732. Hader¹⁾. Streit²⁾. Zwist³⁾. Wortwechsel⁴⁾. Zank⁵⁾.
Das Wort Streit ist der allgemeinste und zugleich edelste Ausdruck von allen und bezeichnet überhaupt, daß sich zwei Kräfte entgegenwirken, widerstreben. Ein Streit in Worten wird ruhig, würdig, ohne Leidenschaft und mit sachlichen Gründen geführt. So können Gelehrte in aller Ruhe über einen wissenschaftlichen Gegenstand streiten (disputieren).
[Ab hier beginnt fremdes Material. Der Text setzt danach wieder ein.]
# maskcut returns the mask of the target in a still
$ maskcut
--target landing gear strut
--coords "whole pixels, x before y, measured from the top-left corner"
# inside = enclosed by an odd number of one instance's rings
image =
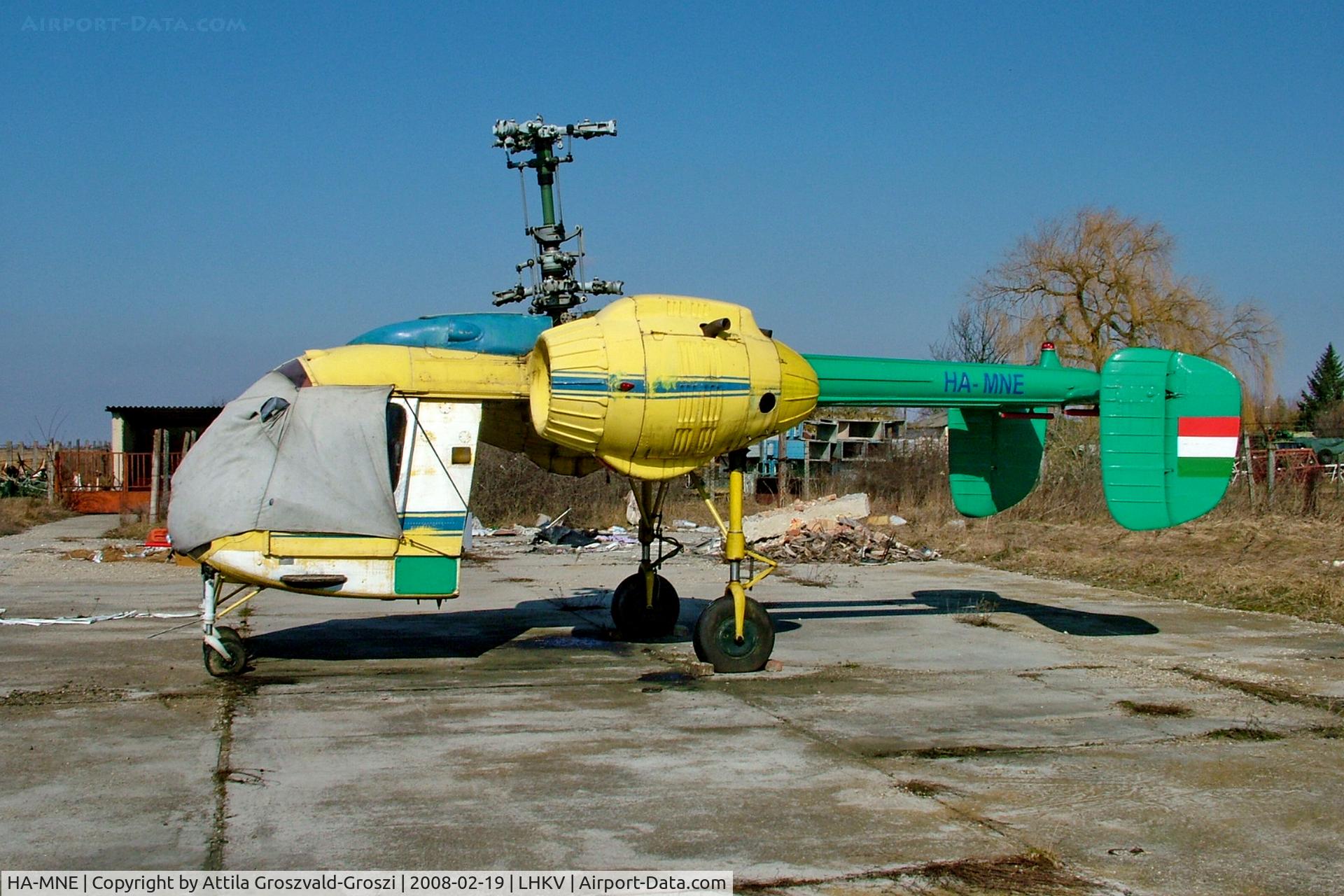
[[[759,603],[747,596],[747,590],[774,572],[774,560],[747,551],[742,533],[742,472],[746,451],[728,453],[728,523],[724,525],[714,508],[704,482],[696,480],[714,521],[723,532],[723,560],[728,564],[728,586],[723,596],[711,603],[695,623],[695,656],[702,662],[712,662],[715,672],[758,672],[765,668],[774,650],[774,623]],[[742,580],[742,562],[759,560],[763,570]]]
[[[640,508],[640,571],[616,587],[612,595],[612,622],[632,641],[664,638],[676,629],[681,600],[672,583],[657,574],[659,567],[681,553],[681,543],[663,533],[663,498],[667,482],[632,484]],[[659,555],[653,556],[653,543]],[[663,545],[672,551],[664,553]]]
[[[747,551],[746,536],[742,533],[742,473],[746,467],[746,451],[728,454],[728,521],[714,506],[714,498],[706,492],[704,482],[695,477],[700,497],[723,533],[723,560],[728,564],[728,584],[723,596],[706,607],[695,623],[695,656],[702,662],[714,664],[715,672],[757,672],[765,668],[774,650],[774,623],[770,614],[759,603],[747,596],[747,591],[770,575],[774,560]],[[617,631],[632,641],[661,638],[672,634],[680,613],[676,588],[657,575],[659,567],[681,552],[681,544],[663,533],[663,498],[667,496],[667,482],[637,482],[634,500],[640,508],[640,571],[617,586],[612,596],[612,622]],[[659,552],[653,556],[653,543]],[[664,543],[673,549],[664,553]],[[742,562],[751,567],[746,580],[742,578]],[[755,564],[761,563],[761,572]]]
[[[262,590],[253,588],[246,595],[216,613],[216,607],[219,606],[219,588],[224,582],[223,576],[220,576],[218,571],[211,570],[208,566],[202,566],[200,578],[200,631],[203,641],[200,649],[206,661],[206,672],[216,678],[239,676],[247,670],[247,647],[243,645],[243,638],[238,634],[237,629],[215,625],[215,621],[247,603],[261,594]],[[237,587],[228,598],[235,596],[246,587],[247,586]]]

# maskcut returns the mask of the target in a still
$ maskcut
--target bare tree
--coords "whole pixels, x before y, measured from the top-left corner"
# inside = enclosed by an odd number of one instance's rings
[[[1044,340],[1101,369],[1120,348],[1157,345],[1210,357],[1269,383],[1278,328],[1251,302],[1224,308],[1172,269],[1159,222],[1083,208],[1043,224],[976,286],[973,300],[1008,318],[1005,344],[1025,360]]]
[[[1003,364],[1012,356],[1008,337],[1004,314],[980,302],[966,302],[948,321],[948,334],[929,344],[929,353],[939,361]]]

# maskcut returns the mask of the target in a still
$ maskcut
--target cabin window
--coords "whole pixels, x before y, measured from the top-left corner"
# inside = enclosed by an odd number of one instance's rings
[[[396,402],[387,403],[387,472],[392,490],[402,481],[402,454],[406,447],[406,408]]]
[[[297,357],[277,367],[276,372],[293,383],[294,388],[312,386],[312,382],[308,379],[308,371],[304,369],[302,363]]]

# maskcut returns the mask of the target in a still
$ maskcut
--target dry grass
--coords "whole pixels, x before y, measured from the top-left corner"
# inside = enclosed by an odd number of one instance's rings
[[[1281,480],[1269,501],[1246,480],[1207,517],[1173,529],[1126,532],[1110,520],[1091,446],[1094,420],[1055,420],[1039,488],[1020,505],[961,528],[948,494],[941,450],[844,465],[810,484],[810,494],[867,492],[874,513],[911,521],[902,541],[930,544],[954,560],[1071,579],[1163,598],[1344,623],[1344,484]],[[481,447],[473,509],[488,525],[532,524],[538,513],[574,508],[578,527],[626,525],[629,484],[594,473],[582,480],[543,473],[527,458]],[[750,502],[747,512],[757,508]],[[695,492],[673,482],[664,517],[710,523]],[[820,576],[802,576],[818,579]],[[817,582],[820,587],[821,583]],[[986,625],[988,613],[965,622]]]
[[[1189,707],[1179,703],[1136,703],[1133,700],[1117,700],[1116,705],[1133,716],[1169,716],[1175,719],[1188,719],[1195,715]]]
[[[957,622],[968,626],[977,626],[981,629],[1001,629],[1003,626],[995,622],[993,614],[999,610],[999,602],[993,598],[980,598],[973,604],[968,604],[965,610],[953,617]]]
[[[0,498],[0,535],[13,535],[67,516],[70,510],[47,504],[46,498]]]
[[[781,877],[762,881],[738,881],[743,893],[786,893],[794,888],[809,891],[824,887],[843,892],[840,885],[853,881],[899,881],[902,885],[918,881],[919,892],[939,893],[1089,893],[1097,884],[1070,872],[1056,854],[1046,849],[1027,849],[1012,856],[985,858],[957,858],[953,861],[900,865],[876,870],[856,872],[839,877]]]
[[[1344,570],[1333,566],[1344,544],[1328,520],[1219,514],[1128,532],[1109,520],[1001,517],[923,537],[949,559],[1000,570],[1344,623]]]
[[[942,794],[954,793],[948,785],[939,785],[935,780],[925,780],[922,778],[909,778],[906,780],[898,780],[895,783],[896,790],[903,790],[907,794],[915,797],[941,797]]]
[[[1282,740],[1284,735],[1257,724],[1247,724],[1238,728],[1215,728],[1204,735],[1214,740]]]

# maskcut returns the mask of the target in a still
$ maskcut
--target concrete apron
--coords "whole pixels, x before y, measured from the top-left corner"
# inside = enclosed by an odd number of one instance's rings
[[[192,570],[60,556],[97,528],[0,539],[8,615],[195,609]],[[673,562],[677,634],[624,643],[609,588],[633,553],[476,555],[442,610],[262,595],[239,682],[206,677],[191,626],[148,637],[175,621],[0,627],[0,866],[992,892],[927,865],[1038,849],[1098,892],[1344,891],[1336,626],[948,562],[809,566],[758,588],[782,669],[702,676],[715,564]]]

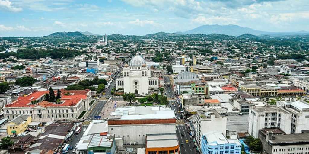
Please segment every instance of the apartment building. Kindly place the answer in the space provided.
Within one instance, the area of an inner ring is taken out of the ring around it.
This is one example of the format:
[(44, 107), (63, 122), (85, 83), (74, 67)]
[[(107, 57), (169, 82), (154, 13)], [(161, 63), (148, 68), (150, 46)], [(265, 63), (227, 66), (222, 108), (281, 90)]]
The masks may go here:
[(214, 69), (207, 66), (193, 65), (188, 67), (188, 71), (195, 73), (212, 73)]
[[(83, 111), (87, 111), (91, 101), (91, 91), (60, 90), (59, 103), (49, 102), (45, 94), (49, 91), (36, 92), (20, 96), (3, 108), (4, 117), (9, 120), (21, 114), (31, 115), (32, 120), (45, 122), (54, 120), (75, 120)], [(57, 92), (55, 91), (55, 95)]]
[(286, 134), (277, 128), (263, 129), (259, 131), (259, 138), (263, 153), (309, 153), (309, 133)]
[(199, 145), (201, 145), (203, 135), (207, 133), (215, 131), (225, 136), (226, 135), (226, 118), (214, 109), (198, 111), (195, 116), (190, 118), (190, 124)]
[(56, 71), (53, 66), (48, 66), (37, 68), (36, 72), (37, 74), (45, 75), (48, 77), (51, 77), (55, 75)]
[(241, 153), (241, 144), (239, 140), (226, 139), (220, 132), (211, 132), (203, 134), (201, 143), (203, 154)]

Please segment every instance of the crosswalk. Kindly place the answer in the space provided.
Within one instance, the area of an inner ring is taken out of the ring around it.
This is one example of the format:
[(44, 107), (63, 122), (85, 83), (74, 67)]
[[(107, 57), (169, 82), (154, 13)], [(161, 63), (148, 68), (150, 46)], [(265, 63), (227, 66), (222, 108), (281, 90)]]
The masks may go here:
[(183, 120), (176, 120), (176, 126), (184, 126), (184, 121)]

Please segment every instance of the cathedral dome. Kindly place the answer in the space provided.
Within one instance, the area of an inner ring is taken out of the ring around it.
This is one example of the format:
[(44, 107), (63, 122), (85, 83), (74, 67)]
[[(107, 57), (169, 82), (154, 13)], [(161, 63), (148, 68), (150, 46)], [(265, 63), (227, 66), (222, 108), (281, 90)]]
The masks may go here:
[(130, 61), (130, 66), (141, 66), (143, 64), (146, 64), (146, 62), (143, 58), (139, 56), (136, 55), (131, 59)]

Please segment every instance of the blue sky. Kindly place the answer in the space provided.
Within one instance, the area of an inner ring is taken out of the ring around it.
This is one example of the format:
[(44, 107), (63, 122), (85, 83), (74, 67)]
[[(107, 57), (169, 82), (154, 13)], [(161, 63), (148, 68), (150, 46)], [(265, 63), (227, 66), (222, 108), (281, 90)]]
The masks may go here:
[(205, 24), (309, 31), (308, 0), (0, 0), (0, 36), (143, 35)]

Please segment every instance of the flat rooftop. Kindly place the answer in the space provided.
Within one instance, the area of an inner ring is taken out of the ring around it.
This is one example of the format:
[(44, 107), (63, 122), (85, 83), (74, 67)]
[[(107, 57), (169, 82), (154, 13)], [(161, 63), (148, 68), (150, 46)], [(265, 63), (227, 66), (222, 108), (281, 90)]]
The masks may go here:
[(109, 120), (122, 120), (176, 118), (174, 111), (165, 106), (123, 107), (111, 113)]
[(176, 134), (147, 135), (147, 148), (171, 147), (179, 145)]

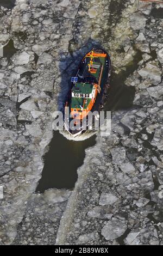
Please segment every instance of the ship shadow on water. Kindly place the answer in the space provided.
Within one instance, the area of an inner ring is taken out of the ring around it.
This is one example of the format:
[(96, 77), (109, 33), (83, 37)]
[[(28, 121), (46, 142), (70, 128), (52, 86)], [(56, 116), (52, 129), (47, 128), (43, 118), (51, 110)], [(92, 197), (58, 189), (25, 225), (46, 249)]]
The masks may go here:
[[(65, 89), (65, 80), (70, 81), (71, 77), (75, 76), (78, 64), (84, 54), (92, 48), (93, 47), (102, 48), (96, 42), (90, 41), (87, 42), (86, 45), (87, 47), (84, 46), (70, 57), (68, 57), (66, 60), (65, 58), (61, 59), (61, 70), (62, 67), (65, 65), (65, 62), (66, 62), (68, 65), (61, 72), (61, 88), (58, 102), (59, 110), (63, 110), (64, 104), (66, 100), (66, 94), (71, 88), (71, 83), (68, 83), (67, 88)], [(74, 59), (76, 60), (75, 65), (73, 62)], [(113, 70), (110, 81), (111, 87), (105, 100), (104, 111), (122, 109), (128, 111), (133, 107), (134, 88), (126, 86), (124, 83), (127, 77), (136, 69), (137, 63), (141, 59), (141, 56), (138, 53), (134, 63), (127, 66), (126, 71), (122, 71), (116, 75)], [(59, 131), (54, 132), (53, 138), (49, 145), (49, 151), (43, 157), (44, 168), (36, 192), (42, 193), (45, 190), (52, 188), (58, 189), (74, 188), (78, 179), (77, 170), (83, 163), (85, 156), (85, 150), (86, 148), (96, 144), (96, 136), (93, 135), (93, 133), (91, 133), (91, 132), (90, 132), (90, 136), (87, 134), (86, 135), (86, 133), (84, 133), (81, 135), (82, 137), (78, 141), (74, 141), (67, 139), (64, 132), (62, 133), (64, 136)]]

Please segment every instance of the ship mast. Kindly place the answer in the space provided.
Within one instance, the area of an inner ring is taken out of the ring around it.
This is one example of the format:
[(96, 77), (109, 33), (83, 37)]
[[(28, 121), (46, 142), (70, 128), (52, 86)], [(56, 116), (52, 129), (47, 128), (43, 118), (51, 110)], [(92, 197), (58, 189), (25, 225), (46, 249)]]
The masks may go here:
[(90, 58), (90, 61), (89, 64), (88, 64), (88, 66), (89, 67), (89, 71), (90, 71), (91, 70), (91, 68), (93, 69), (93, 60), (94, 60), (94, 58), (98, 58), (98, 57), (96, 56), (93, 56), (93, 49), (91, 51), (91, 52), (87, 54), (86, 55), (85, 58), (89, 57)]

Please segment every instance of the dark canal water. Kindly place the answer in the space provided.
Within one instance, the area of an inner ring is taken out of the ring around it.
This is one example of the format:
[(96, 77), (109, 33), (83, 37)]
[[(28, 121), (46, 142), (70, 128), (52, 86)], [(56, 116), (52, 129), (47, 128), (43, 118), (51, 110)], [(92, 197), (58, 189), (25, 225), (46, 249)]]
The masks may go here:
[(69, 141), (54, 132), (49, 150), (45, 156), (45, 167), (36, 191), (43, 193), (50, 188), (72, 188), (82, 165), (85, 150), (96, 144), (96, 135), (85, 141)]

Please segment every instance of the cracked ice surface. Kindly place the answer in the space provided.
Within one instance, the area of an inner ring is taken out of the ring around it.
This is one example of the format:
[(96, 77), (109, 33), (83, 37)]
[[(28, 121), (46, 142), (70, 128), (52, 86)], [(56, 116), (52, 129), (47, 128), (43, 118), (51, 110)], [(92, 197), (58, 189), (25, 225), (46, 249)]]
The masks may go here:
[[(57, 243), (162, 243), (162, 21), (148, 20), (151, 4), (137, 3), (17, 0), (12, 10), (0, 9), (0, 47), (10, 54), (0, 59), (1, 244), (54, 244), (64, 212)], [(114, 74), (126, 71), (134, 106), (114, 111), (111, 136), (97, 135), (86, 150), (70, 198), (63, 191), (58, 201), (53, 190), (34, 194), (53, 136), (52, 114), (62, 107), (80, 58), (98, 44), (110, 53)], [(142, 59), (128, 74), (140, 51)]]

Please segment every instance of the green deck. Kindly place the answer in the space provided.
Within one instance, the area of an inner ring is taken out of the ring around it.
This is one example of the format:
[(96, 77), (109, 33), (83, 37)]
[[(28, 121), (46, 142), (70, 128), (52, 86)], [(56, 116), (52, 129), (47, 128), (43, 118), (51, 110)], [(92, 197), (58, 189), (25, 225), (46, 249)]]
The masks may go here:
[(74, 93), (90, 94), (92, 91), (93, 86), (89, 83), (77, 83), (73, 87), (72, 92)]
[[(104, 57), (99, 57), (98, 58), (99, 60), (99, 62), (93, 62), (95, 65), (100, 65), (99, 68), (97, 68), (97, 72), (96, 74), (91, 74), (92, 76), (94, 76), (96, 80), (98, 81), (99, 79), (100, 72), (101, 70), (101, 65), (105, 66), (105, 58)], [(89, 63), (90, 58), (87, 59), (87, 63)], [(89, 69), (89, 66), (87, 66), (87, 71)], [(102, 83), (103, 83), (103, 79), (102, 80)], [(74, 93), (80, 93), (80, 94), (90, 94), (92, 93), (93, 89), (93, 84), (89, 83), (77, 83), (76, 86), (72, 88), (72, 92)], [(71, 100), (71, 108), (81, 108), (83, 106), (84, 99), (86, 98), (79, 97), (72, 97)], [(84, 104), (84, 109), (86, 109), (90, 103), (91, 99), (86, 99), (87, 102)]]
[[(72, 108), (80, 108), (80, 105), (83, 107), (84, 103), (84, 98), (72, 97), (71, 101), (71, 107)], [(90, 103), (91, 99), (87, 99), (87, 103), (85, 103), (84, 109), (86, 109), (89, 104)]]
Der Wortwechsel unterscheidet sich von dem Streite durch die Hitze, mit welcher die Streitenden einander entgegenreden. Ihre Reden wechseln in den kürzesten Sätzen und in den kleinsten Pausen, mit ungeduldigen Unterbrechungen. Ein jeder antwortet, erwidert, ohne den andern anzuhören. Es ist kaum zu vermeiden, daß es nicht zuweilen zwischen Mann und Frau zu einem Wortwechsel kommen sollte, zumal wenn beide von gleich lebhaftem und reizbarem Temperamente sind. Ein Wortwechsel wird zum Zank, wenn die Hitze und Lebhaftigkeit der Streitenden zu einem höhern Grade des Zornes steigt und von den Ausbrüchen heftiger Leidenschaft begleitet ist. Alsdann macht sich die innere Glut durch heftiges Geschrei, Schimpfreden und beschimpfende Gebärden Luft. Der Zank ist daher gewöhnlich die Folge einer wahren oder vermeinten Beleidigung, durch welche ein leidenschaftliches Gemüt aufgereizt worden ist. Ein Streit wird ein Zank, wenn die Parteien statt mit Gründen mit Vorwürfen kämpfen.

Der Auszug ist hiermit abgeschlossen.